Evidence of evolution only shows that evolution happened. It does not disprove intelligent design. We humans have already used our knowledge of evolution and DNA and a lot of other knowledge to alter evolution. Are human's intelligent? Do we design? Yeah, we've moved beyond the point of proving intelligent design. It is proven. We are now looking to go to Mars. Do you think we will do any intelligent designing there? I do.
Evolution is only a theory with very strong evidence. Intelligent Design is proven by humans practicing intelligent design.
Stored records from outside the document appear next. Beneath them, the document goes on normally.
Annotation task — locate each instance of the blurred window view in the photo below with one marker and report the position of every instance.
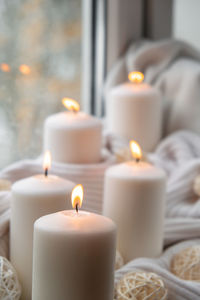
(40, 55)
(186, 21)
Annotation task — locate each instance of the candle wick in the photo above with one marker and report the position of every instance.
(46, 172)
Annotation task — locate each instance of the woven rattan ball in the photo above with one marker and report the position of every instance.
(9, 285)
(119, 262)
(141, 286)
(186, 264)
(196, 185)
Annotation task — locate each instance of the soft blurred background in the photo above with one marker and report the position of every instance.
(40, 63)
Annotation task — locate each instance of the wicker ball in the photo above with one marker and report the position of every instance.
(119, 262)
(186, 264)
(141, 286)
(196, 185)
(9, 285)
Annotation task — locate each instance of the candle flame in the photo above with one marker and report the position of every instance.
(136, 77)
(71, 104)
(5, 67)
(47, 161)
(24, 69)
(77, 196)
(135, 150)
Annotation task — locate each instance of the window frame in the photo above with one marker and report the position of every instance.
(109, 26)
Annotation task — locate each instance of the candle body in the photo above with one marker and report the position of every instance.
(32, 198)
(134, 199)
(73, 257)
(73, 137)
(134, 112)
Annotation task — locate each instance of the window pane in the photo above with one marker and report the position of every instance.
(40, 48)
(186, 21)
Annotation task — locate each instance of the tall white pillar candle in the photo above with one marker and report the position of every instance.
(73, 136)
(134, 111)
(32, 198)
(134, 200)
(74, 254)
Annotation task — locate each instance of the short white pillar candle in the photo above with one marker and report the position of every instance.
(74, 254)
(32, 198)
(134, 110)
(134, 200)
(73, 136)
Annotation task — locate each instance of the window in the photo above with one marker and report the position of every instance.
(40, 61)
(186, 21)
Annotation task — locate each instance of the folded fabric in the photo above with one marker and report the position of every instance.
(174, 68)
(178, 289)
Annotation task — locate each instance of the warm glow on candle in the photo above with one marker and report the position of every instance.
(71, 104)
(136, 77)
(136, 150)
(47, 162)
(24, 69)
(5, 67)
(77, 196)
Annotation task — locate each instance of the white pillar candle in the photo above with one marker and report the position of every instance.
(134, 199)
(74, 255)
(134, 111)
(73, 136)
(32, 198)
100% of the species we know have that have enough knowledge to practice intelligence design, do practice intelligent design. Sure it is a small sample size. But until we have a greater sample size, it is all we've got.
How is it that you jump to believe something that is only a scientific theory. But you fail to believe in something that has moved beyond a theory and is actually proven? It kind of makes you look foolish.
Personally, I believe God setup teeth for us to learn from. Let me give you some teeth. Then let me give you a second set. God thought: "Giving you a third set is easy but I'm not going to. Once you advanced in science and technology, I want to see you genetically create a 3rd set yourself. It will make you more "complete." I know. Your welcome. :-)"
Maybe our Intellgent Designers come back every few thousand years to improve our race. Hasn't science found evidence of evolutionary jumps? Why yes, yes they have.